Ia juga sangat setuju dengan perkataan John Burgon:

Kitab Suci tidak lain ialah suara Tuhan yang duduk diatas takhtaNya. Setiap kitab didalamnya, setiap pasal di dalamnya, setiap ayat di dalamnya, setiap suku kata di dalamnya, setiap huruf di dalamnya, adalah ucapan langsung yang Maha Tinggi. Alkitab tidak lain adalah Firman Allah, bukan sebahagiannya lebih banyak, sebahagiannya lebih kurang, tetapi semuanya ucapan Dia yang duduk di atas takhta, tidaada cacatnya, tidada salahnya, tertinggi.”

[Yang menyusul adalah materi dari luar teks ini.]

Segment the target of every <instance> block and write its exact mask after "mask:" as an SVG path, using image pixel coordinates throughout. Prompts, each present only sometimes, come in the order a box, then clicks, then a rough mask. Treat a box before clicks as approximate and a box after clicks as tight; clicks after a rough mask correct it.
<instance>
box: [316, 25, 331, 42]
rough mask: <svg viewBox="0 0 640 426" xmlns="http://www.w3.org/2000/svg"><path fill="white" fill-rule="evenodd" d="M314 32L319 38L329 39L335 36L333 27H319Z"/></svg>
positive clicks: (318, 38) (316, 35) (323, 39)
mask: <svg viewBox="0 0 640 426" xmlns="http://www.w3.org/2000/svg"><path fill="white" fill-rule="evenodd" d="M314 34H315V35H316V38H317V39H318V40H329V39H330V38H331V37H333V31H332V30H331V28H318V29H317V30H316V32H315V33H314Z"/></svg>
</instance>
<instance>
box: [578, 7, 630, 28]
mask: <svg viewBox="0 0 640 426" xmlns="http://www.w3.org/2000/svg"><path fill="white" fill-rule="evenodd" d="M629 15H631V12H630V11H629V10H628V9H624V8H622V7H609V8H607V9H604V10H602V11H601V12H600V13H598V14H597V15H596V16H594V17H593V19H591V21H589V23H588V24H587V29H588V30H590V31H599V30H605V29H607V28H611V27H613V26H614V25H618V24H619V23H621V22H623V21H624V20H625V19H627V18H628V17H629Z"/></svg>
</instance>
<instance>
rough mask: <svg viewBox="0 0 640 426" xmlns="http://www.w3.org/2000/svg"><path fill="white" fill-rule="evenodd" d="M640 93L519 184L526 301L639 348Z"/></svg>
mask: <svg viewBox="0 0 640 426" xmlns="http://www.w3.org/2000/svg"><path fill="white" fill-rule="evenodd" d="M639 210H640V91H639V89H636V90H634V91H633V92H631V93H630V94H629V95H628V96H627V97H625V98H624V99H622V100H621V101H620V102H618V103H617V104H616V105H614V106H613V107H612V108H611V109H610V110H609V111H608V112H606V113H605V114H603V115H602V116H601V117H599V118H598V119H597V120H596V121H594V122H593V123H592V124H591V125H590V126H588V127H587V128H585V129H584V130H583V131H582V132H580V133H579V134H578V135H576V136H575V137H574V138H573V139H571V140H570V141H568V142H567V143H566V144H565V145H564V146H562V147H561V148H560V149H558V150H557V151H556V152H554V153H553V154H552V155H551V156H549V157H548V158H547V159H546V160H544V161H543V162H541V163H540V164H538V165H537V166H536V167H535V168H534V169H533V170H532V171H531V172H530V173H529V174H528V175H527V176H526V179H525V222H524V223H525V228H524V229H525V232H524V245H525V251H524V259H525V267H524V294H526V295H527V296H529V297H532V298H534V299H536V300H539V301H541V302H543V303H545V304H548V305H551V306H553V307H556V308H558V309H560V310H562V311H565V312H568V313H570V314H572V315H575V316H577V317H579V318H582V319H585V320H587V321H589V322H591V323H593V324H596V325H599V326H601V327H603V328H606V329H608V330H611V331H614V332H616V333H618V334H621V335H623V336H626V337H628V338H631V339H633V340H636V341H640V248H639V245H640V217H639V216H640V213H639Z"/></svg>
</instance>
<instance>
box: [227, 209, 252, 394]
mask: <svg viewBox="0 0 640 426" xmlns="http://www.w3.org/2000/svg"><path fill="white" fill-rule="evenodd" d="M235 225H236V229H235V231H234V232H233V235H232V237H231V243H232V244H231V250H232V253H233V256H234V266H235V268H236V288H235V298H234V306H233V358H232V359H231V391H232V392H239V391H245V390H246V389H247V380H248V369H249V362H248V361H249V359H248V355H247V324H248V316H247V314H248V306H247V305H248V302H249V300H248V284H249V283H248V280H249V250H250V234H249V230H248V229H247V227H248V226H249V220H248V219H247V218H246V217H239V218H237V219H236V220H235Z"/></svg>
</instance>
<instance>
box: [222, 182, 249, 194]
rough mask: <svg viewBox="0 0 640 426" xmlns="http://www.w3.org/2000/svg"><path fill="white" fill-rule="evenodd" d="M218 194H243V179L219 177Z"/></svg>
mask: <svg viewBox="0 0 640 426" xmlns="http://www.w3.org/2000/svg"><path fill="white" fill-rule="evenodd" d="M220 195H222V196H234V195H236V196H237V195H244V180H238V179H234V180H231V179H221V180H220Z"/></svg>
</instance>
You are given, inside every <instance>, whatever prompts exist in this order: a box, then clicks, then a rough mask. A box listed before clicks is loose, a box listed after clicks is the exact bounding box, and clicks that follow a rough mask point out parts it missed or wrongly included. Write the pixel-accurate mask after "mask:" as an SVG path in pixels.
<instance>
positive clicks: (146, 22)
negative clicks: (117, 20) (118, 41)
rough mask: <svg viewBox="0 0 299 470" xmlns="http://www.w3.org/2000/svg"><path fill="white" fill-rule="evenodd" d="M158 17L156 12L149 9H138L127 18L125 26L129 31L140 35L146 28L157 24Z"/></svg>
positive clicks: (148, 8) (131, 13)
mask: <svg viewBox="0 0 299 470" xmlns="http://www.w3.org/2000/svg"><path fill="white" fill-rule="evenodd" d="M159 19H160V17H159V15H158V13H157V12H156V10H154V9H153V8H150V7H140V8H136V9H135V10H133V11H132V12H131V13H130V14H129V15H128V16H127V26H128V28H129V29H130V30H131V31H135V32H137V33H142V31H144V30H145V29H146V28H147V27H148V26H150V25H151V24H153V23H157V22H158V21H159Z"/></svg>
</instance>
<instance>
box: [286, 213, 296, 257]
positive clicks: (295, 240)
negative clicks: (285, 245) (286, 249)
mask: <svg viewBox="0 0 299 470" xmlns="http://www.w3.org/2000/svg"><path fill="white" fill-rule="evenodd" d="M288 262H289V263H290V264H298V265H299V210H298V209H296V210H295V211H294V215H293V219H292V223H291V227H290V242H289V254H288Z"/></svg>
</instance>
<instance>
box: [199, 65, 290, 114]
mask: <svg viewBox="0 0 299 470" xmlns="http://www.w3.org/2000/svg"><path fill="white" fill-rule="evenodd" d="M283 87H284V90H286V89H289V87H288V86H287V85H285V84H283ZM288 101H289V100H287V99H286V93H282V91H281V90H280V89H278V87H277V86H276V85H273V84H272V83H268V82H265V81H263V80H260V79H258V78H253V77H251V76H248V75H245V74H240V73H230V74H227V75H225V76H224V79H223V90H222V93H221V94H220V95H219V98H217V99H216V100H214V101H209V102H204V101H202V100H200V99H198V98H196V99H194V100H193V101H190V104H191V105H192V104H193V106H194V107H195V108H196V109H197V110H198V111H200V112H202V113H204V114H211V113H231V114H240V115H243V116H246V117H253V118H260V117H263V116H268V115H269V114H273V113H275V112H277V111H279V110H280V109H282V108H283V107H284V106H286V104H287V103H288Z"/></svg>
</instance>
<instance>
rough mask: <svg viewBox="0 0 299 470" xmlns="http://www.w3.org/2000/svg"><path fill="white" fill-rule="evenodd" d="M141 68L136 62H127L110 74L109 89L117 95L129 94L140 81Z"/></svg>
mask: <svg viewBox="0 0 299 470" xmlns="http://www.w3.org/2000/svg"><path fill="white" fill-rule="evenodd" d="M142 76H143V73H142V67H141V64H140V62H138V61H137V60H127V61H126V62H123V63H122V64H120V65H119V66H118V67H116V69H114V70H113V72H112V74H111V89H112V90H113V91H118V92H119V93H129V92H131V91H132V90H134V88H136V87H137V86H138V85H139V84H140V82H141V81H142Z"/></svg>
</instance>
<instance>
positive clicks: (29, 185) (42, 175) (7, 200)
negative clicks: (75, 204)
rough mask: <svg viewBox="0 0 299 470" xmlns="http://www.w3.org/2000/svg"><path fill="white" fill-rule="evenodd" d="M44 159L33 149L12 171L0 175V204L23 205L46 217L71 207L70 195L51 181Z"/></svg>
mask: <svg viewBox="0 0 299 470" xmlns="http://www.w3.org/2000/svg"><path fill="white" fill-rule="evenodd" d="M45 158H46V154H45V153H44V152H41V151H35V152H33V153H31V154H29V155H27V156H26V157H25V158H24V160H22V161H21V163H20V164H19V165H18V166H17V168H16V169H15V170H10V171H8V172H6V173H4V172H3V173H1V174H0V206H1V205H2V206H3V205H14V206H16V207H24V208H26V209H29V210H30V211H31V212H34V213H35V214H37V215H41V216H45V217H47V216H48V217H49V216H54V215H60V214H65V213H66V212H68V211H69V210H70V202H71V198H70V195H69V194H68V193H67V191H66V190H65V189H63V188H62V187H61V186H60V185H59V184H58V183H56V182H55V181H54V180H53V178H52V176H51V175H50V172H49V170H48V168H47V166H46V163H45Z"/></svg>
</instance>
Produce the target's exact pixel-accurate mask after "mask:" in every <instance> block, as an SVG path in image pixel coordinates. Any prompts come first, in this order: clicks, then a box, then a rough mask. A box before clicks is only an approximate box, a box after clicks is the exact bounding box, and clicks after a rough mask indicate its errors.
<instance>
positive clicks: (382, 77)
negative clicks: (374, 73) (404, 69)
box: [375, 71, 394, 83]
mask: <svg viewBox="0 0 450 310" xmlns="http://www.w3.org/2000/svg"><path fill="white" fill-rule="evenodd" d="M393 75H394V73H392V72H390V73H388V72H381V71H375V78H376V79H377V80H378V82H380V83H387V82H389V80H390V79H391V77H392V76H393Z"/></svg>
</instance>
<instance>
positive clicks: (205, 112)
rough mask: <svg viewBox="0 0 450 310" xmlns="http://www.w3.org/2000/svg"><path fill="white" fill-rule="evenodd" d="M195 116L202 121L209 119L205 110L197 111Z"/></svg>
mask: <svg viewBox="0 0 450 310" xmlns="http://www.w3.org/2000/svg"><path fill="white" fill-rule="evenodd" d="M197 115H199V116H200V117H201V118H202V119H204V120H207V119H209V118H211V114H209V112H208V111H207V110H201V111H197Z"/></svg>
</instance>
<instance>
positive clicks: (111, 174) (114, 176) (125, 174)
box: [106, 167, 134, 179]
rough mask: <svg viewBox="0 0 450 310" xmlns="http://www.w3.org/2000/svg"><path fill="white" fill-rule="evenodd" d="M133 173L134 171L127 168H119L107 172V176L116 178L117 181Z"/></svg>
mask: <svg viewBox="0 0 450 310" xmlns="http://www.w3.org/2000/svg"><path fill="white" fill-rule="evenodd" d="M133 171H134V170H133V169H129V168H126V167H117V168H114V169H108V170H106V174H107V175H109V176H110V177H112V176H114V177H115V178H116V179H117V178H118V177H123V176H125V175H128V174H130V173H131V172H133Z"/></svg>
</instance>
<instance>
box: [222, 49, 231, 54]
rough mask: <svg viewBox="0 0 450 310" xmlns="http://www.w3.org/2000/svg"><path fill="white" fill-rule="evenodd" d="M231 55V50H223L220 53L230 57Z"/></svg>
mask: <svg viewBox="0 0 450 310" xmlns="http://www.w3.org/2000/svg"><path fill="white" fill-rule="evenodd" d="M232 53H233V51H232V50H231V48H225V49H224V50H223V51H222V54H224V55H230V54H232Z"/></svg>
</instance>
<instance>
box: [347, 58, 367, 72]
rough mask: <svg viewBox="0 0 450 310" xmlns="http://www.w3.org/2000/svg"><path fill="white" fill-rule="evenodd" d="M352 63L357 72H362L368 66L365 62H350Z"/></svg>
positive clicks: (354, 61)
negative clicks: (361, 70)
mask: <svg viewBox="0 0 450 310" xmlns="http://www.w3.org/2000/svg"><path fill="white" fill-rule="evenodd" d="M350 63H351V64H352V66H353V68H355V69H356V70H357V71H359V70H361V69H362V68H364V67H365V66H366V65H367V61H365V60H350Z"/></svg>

Sebagai Firman Allah yang dinafaskan Allah, Alkitab selamanya tidak salah dan keliru dalam segala hal yang berhubungan tentang hal rohani dan non-rohani karena secara verbal dan pleneri dipelihara selamanya oleh pemeliharaan ilahi Allah sendiri (Mazmur 12:7-9; Matius 5:18; 24:35; Yohanes 10:35; 1 Petrus 1:25).